Landing on a sloping runway with different wind velocities

Tony Cox wrote:
Here's a problem which seems to have a non-trivial solution.
At least, I've not been able to find a definitive answer to it, but
what do I know??

Suppose one wishes to land at an airport with a runway
that slopes at X degrees. The wind -- assumed to be directly
aligned with the runway -- is Y knots from the "high" end of
the runway.

Clearly, if Y is positive, one should try to land in the
"up-slope" direction to minimize one's ground roll. One
will be landing "up" and into a headwind. But what if
Y is negative? Clearly, if Y is just a few knots neg, one would
still land "up-slope", because the braking effect of rolling
out up-hill more than compensates for the higher landing
speed due to the tail wind.

If Y is negative and more substantial, which way should
one land? At some point, it makes sense to switch to the
other end of the runway -- landing downhill -- to take advantage
of the (now) headwind. But how does one establish which way
to land, assuming no clues from other traffic in the pattern? The
aim is to select a direction, given X and Y, which would result
in the smaller ground roll.

Rule of thumb responses are interesting, but better would be
a full mathematical treatment. Presumably, a proper treatment
would need to include touch-down speed too, and perhaps
gross weight as well.

Its more than an academic question for me. My home airport
has a 3 degree runway, and some local airports are even
steeper.

You asked for a mathematical solution, so here is my first attempt at
this:

One can write down the equations and solve this mathematically. For the
landing calculations, you will have a differential equation that
describes the forces as:
m dv/dt = -cv^2 + mgsin(t)
where m is the mass of the airplane, c is the aerodynamic drag coeff,
and t is the runway slope.

This can be recast as m dv/dx and solved for x as a function of v.

The touchdown ground speed will be (vs-w) where vs is the touch-down
airspeed, and w is the headwind. You have to assume that the airplane
will decelerate to some final speed vf, at which point braking action
will be used to stop the airplane. The reason you have to assume this
is because aerodynamic drag alone cannot bring an airplane to a
complete stop. It would lead to an infinite solution. The final speed
can be taken as vf = r*vs, where r is a number you can pick. r=0.1
might be a reasonable number; ie the airplane decelerates 90% due to
aerodynamic drag, and then the last 10% is reduced by braking action.

Given an airplane mass and zero-wind landing distance on a flat runway,
you can get the value for c. This can then be used to calculate the
landing distance for any wind or runway slope.

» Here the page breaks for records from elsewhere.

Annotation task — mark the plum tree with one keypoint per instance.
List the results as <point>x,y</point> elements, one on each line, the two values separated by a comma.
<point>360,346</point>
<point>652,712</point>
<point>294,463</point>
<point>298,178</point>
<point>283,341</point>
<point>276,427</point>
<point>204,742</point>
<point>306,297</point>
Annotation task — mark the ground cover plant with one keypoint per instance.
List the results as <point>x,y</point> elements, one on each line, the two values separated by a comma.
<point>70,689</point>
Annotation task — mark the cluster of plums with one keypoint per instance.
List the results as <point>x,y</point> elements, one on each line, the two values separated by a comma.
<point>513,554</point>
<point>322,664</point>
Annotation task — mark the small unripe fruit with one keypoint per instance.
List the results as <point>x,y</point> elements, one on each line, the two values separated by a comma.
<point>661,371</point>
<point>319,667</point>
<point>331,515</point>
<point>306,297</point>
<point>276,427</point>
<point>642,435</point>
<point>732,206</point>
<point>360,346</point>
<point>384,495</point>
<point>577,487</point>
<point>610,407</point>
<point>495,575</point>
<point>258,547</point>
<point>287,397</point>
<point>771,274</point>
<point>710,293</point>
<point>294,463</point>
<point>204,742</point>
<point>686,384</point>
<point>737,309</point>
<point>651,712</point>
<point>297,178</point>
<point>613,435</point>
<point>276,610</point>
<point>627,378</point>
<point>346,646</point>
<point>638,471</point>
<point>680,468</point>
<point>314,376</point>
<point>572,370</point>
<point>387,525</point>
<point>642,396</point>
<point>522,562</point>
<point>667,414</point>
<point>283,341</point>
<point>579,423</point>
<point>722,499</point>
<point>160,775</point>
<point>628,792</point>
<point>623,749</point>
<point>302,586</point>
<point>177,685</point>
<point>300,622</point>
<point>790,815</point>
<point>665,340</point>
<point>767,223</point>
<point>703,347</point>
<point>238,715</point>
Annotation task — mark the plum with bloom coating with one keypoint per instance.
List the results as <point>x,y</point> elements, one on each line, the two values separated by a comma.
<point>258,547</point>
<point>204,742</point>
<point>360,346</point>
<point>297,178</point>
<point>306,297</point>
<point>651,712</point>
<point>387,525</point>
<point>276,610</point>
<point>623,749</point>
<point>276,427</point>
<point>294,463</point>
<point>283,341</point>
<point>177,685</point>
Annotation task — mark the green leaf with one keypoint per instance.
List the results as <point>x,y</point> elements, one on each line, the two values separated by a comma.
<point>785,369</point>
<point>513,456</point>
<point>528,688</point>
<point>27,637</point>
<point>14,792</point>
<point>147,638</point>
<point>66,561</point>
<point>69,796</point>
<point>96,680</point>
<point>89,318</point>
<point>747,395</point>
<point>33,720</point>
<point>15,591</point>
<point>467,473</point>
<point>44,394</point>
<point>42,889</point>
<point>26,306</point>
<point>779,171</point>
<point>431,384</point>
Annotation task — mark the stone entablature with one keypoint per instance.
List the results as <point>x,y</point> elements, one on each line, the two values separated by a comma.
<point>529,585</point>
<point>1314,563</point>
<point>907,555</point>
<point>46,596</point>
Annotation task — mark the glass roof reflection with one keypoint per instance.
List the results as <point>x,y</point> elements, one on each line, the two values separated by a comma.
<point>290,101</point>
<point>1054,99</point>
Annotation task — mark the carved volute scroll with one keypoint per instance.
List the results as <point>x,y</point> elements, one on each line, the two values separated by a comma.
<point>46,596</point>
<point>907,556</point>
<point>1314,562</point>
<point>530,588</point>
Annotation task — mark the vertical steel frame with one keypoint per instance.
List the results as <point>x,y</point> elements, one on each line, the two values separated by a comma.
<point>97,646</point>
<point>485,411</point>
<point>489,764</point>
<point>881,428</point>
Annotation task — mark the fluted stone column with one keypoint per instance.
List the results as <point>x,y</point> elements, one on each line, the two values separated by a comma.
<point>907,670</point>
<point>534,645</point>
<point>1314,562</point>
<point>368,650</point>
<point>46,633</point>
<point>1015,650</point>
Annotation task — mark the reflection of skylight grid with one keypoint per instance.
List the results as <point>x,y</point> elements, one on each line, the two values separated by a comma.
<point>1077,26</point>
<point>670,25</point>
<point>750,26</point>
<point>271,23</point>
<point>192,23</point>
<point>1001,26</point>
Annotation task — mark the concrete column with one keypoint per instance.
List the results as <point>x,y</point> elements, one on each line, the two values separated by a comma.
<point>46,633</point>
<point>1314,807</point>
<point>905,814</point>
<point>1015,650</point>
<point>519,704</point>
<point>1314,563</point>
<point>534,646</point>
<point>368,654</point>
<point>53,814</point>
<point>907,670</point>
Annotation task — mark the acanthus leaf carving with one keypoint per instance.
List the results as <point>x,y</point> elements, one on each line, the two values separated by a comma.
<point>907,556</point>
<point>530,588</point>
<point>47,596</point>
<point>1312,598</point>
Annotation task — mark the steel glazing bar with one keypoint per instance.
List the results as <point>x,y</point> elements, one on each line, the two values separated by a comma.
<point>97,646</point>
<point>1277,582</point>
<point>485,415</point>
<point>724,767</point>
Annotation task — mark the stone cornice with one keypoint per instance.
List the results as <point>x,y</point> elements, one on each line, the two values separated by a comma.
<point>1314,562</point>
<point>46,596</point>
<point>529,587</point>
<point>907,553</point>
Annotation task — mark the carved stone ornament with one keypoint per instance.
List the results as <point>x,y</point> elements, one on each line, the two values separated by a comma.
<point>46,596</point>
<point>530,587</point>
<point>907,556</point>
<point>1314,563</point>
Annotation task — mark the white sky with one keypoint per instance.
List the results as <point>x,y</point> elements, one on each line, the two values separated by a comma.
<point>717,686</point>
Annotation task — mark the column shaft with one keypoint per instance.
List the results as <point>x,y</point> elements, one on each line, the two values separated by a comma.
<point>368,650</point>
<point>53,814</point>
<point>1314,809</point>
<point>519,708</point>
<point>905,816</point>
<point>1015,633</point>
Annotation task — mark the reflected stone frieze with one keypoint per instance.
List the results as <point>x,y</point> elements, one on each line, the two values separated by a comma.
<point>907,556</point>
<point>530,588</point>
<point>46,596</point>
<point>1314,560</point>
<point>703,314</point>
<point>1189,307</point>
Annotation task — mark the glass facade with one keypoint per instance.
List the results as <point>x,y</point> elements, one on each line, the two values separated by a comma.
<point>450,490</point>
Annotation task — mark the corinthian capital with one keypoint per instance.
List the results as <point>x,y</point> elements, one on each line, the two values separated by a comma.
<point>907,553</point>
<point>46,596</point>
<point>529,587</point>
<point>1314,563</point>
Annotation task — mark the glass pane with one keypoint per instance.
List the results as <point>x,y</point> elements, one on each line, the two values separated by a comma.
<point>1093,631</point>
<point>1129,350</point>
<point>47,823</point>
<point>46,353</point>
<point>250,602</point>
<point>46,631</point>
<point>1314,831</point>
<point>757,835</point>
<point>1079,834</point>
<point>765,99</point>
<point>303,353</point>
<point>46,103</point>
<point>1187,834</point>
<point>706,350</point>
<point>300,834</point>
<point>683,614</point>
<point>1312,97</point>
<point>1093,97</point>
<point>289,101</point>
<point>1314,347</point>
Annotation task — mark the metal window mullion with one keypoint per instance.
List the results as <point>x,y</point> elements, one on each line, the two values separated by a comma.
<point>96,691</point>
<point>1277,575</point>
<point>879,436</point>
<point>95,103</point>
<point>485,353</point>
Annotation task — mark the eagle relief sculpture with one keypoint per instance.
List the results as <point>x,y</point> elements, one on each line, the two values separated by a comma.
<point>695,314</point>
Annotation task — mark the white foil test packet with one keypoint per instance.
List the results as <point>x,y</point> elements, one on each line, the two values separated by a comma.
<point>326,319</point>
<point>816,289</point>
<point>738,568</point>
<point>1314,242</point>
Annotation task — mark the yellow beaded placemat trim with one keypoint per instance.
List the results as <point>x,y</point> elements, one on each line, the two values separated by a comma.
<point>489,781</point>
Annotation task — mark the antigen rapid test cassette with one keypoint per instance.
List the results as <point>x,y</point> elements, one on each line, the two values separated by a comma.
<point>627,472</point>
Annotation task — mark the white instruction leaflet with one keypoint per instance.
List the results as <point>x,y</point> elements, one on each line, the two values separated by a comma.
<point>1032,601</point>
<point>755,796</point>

I have the formulas written out on paper, if you want me to post them I
can do that too (it would take some effort to write the equation using
ascii).

For a 2200 lb airplane with a normal landing distance of 1000 ft,
landing speed of 50 knots, a 10 knot wind is equivalent to a downslope
of 0.07-deg. In other words, you can land in 1000 ft if the downslope
is 0.07-deg with a 10-knot headwind. A 20-knot wind is equivalent to
0.12-deg downslope. If you land on a 0.2-deg downslope with no wind,
you will need 2000 ft of runway.

For takeoff performance, the starting equations have to be slightly
different because you have thrust from the engine (which has been
ignored in the landing calculations). I have not done that
calculations, but I am sure it can be done in a similar fashion.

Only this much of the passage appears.